Poussé par la curiosité, j’ai exploré d’autres couloirs pour y découvrir des lieux totalement différents à chaque fois. Si différents que j’avais fini par atterrir dans une ville assez dangereuse la nuit. C’est là que j’y ai perdu mon bras alors que je me défendais pour sauver ma propre vie. Anéanti par la douleur, je réussi quand même à m’échapper et à retourner dans la racine.

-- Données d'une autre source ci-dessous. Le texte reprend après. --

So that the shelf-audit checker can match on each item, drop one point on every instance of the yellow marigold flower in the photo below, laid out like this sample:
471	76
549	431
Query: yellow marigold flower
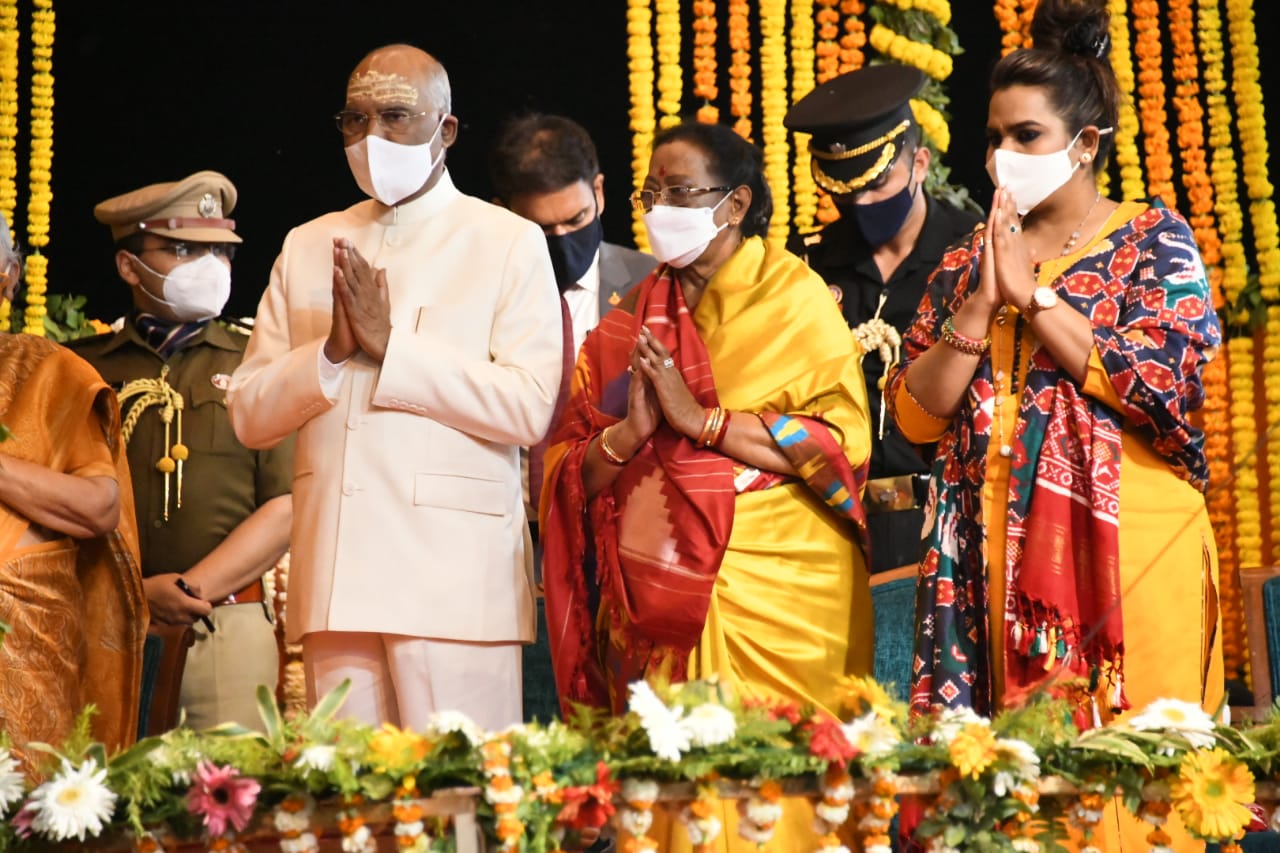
862	694
1210	793
973	749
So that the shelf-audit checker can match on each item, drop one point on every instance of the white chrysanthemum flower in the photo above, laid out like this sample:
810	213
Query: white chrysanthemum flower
635	821
360	842
872	735
318	756
12	783
305	843
287	821
449	721
73	803
709	724
1174	715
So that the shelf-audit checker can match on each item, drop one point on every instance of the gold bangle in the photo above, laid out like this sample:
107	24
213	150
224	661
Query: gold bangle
708	425
961	342
607	451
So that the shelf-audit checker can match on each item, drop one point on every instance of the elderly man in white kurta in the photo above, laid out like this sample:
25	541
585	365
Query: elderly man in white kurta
414	342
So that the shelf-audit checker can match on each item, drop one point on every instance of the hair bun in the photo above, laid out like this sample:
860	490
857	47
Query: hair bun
1079	27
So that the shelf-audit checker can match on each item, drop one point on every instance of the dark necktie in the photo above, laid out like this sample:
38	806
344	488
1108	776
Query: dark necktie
539	450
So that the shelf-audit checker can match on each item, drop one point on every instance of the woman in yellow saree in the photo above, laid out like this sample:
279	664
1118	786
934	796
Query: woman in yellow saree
702	507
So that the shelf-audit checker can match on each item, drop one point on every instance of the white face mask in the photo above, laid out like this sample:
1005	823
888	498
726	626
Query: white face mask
679	236
193	291
1033	177
392	172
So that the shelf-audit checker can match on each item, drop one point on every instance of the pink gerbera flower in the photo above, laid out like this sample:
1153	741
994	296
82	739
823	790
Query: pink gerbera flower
222	796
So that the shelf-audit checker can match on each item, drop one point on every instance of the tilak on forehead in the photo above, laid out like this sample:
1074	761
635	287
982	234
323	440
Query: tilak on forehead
382	87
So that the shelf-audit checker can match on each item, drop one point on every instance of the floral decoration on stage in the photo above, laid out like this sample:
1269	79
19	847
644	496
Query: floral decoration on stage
1013	783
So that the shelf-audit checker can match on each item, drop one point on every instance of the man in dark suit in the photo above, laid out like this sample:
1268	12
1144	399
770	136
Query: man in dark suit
545	169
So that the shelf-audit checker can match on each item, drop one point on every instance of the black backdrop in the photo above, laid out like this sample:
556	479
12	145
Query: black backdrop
152	90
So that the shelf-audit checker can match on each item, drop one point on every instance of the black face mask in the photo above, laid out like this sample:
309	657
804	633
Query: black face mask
572	252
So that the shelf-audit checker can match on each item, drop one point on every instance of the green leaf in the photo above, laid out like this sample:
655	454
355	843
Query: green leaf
273	724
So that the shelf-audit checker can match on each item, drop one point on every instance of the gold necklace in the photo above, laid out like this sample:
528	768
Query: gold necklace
1075	235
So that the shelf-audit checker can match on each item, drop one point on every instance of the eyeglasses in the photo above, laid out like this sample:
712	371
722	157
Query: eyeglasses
182	251
671	196
393	121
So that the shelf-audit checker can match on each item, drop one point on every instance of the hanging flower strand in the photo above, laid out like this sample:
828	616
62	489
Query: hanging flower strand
1253	145
671	83
8	123
41	163
1127	132
704	60
1226	206
640	64
803	63
740	69
773	108
1151	100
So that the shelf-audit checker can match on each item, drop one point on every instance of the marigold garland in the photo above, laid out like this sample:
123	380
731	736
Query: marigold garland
803	78
1151	101
41	163
1191	142
773	108
8	124
671	83
1271	389
932	123
1221	511
1253	144
1127	132
927	58
740	68
827	49
1226	206
855	36
1248	520
643	122
1006	16
704	60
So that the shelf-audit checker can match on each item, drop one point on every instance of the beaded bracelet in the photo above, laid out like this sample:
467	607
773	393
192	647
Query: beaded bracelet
609	454
963	342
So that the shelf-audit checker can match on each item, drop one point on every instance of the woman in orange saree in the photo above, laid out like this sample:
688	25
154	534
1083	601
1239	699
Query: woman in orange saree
71	591
702	510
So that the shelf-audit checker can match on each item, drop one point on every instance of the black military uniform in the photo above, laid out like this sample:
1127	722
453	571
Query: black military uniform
859	123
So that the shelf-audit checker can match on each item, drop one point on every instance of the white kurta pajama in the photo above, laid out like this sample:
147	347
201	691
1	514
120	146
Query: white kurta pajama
408	519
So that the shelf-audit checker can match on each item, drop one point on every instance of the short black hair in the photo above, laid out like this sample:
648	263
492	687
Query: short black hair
540	153
732	162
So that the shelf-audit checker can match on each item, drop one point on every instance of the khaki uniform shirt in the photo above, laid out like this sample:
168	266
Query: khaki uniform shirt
223	482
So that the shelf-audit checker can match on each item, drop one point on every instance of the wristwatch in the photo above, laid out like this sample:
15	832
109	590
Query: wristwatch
1042	300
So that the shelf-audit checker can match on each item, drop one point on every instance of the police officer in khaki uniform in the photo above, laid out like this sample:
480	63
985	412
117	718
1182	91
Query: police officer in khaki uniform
213	515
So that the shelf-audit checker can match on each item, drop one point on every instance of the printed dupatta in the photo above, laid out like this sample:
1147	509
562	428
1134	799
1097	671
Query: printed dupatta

J’ignore ce qui c’est passé, tout était flou et obscur pour moi. Je me souviens m’être réveillé sur une paillasse, un jeune homme à mon chevet. Je me souviens avoir assisté à une bagarre, mais j’ignore quelle en fut l’issue. Plus tard quand je fus suffisamment reposé pour pouvoir reprendre ma route, le jeune homme qui était à mon chevet m’accompagna. La chose étrange dans ce monde, c’est que beaucoup des habitants semblaient être muet. J’étais retourné aux intersections, j’avais encore des couloirs à visiter, mais un trio de vieilles femmes s’est dirigé vers moi. ‘Ton destin se trouve dans ton monde natal, rentre.’ Etrangement, j’ai suivi cet ordre et je suis rentré chez moi. Le lendemain de mon retour la racine n’était plus présente. Poussé par la curiosité j’avais fais des recherches sur cette chose, mais en vain …
»


J’ai longuement questionné l’homme qui l’accompagnait, seulement il ne répondait à aucune de mes questions me faisant comprendre par la même occasion qu’il était muet. Quand au jeune homme, il se contenta de dire qu’il appartient à une race ayant la capacité de prendre l’apparence d’un animal réel ou imaginaire. Chaque individu ayant sa propre apparence animal qui ne ressemble à aucun autre de son entourage proche ou lointaine.